The offers and opportunities keep coming — but no matter the distractions, one thing comes first, she says. "I've never sacrificed a ballet class, I've never sacrificed a rehearsal, and that will never happen," Copeland said in a recent interview, scheduled on a Monday because that's the only day she can ever take off from her ABT duties. "It's not a hard balance. The dance is always first."

It's been less than four months since Copeland, now 33, made dance history by becoming the first female African-American principal dancer in ABT's 75-year history. That came just days after her widely covered New York debut in the ultimate ballerina role, Odette/Odile in "Swan Lake." It's a famously demanding role for any ballerina, but for Copeland, it was that much tougher because the world was watching.

There was another challenge, too, one that hardly anyone watching that historic performance was aware of. Copeland was still feeling the effects of surgery she had in 2012 to repair six stress fractures in her left tibia. It was a career-threatening injury; she's still not 100 percent.

"It's been three years and I'm still not jumping fully," Copeland says. "I mean, 32 fouettes [whipping turns] in 'Swan Lake' are on my surgery leg, and still today it's a struggle. It's so painful." But there's a reason the public didn't know about her injury, Copeland says: "We're not meant to expose those things. We're onstage presenting this beautiful, effortless experience for the audience."

George met Copeland at her 2012 debut in "Firebird," a huge leap in her career at the time. Backstage afterward, Copeland confessed she was in terrible pain, and she had to pull out of later performances. Once she'd had her surgery, George suggested a film that would chronicle her struggle.

They began shooting as Copeland attended one of her first post-surgery ballet classes, clearly nervous and unsteady. The film also includes footage of Copeland's first post-surgery guest performance, with a small company in Brooklyn.

"It's so hard to watch!" Copeland says now. "But it was just something I had to do, for my own sanity and confidence."

The film, which opened in New York earlier this month and went into wider release on Friday, also touches, not surprisingly, on the obstacles — including loneliness and self-doubt — that Copeland experienced as she rose through the ranks in the heavily white environment of classical dance.
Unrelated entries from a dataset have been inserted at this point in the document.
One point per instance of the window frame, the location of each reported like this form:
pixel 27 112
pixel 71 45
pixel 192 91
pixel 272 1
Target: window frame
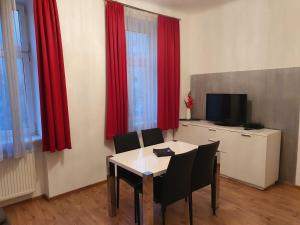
pixel 28 63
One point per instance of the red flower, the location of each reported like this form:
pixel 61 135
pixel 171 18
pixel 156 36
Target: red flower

She comments early in the film that some people think she focuses too much on her race — on the fact that she is not just a ballerina, but a black ballerina.
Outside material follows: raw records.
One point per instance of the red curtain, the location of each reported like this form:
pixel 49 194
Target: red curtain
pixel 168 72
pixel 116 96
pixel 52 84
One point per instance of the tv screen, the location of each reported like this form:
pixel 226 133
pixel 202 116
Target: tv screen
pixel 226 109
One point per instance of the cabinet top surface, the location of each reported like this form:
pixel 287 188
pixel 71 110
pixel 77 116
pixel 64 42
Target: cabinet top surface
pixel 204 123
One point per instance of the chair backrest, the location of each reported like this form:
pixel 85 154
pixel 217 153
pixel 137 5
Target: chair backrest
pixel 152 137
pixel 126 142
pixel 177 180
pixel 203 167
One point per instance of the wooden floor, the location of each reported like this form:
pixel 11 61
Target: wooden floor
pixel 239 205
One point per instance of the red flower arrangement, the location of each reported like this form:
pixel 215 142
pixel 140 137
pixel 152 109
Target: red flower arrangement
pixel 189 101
"It's true," she says now. "It's brought up to me all the time that I focus too much on that, that art isn't about that, and you don't see color in art. But so much of the accomplishment that I have is that I'm a black ballerina. It wouldn't be the accomplishment that it is if I were just another girl who happened to have bigger breasts and was made a principal dancer!"

For now, Copeland needs to dance as much as she can and fit in the rest when possible.

"There's no, like, I'm gonna go off and be this celebrity and then I'll come in and do this performance," she notes. "It just doesn't work that way. And the company, they could care less if Jay Z wants me to come and perform at his concert! Their focus is putting on the best performers and performances they can."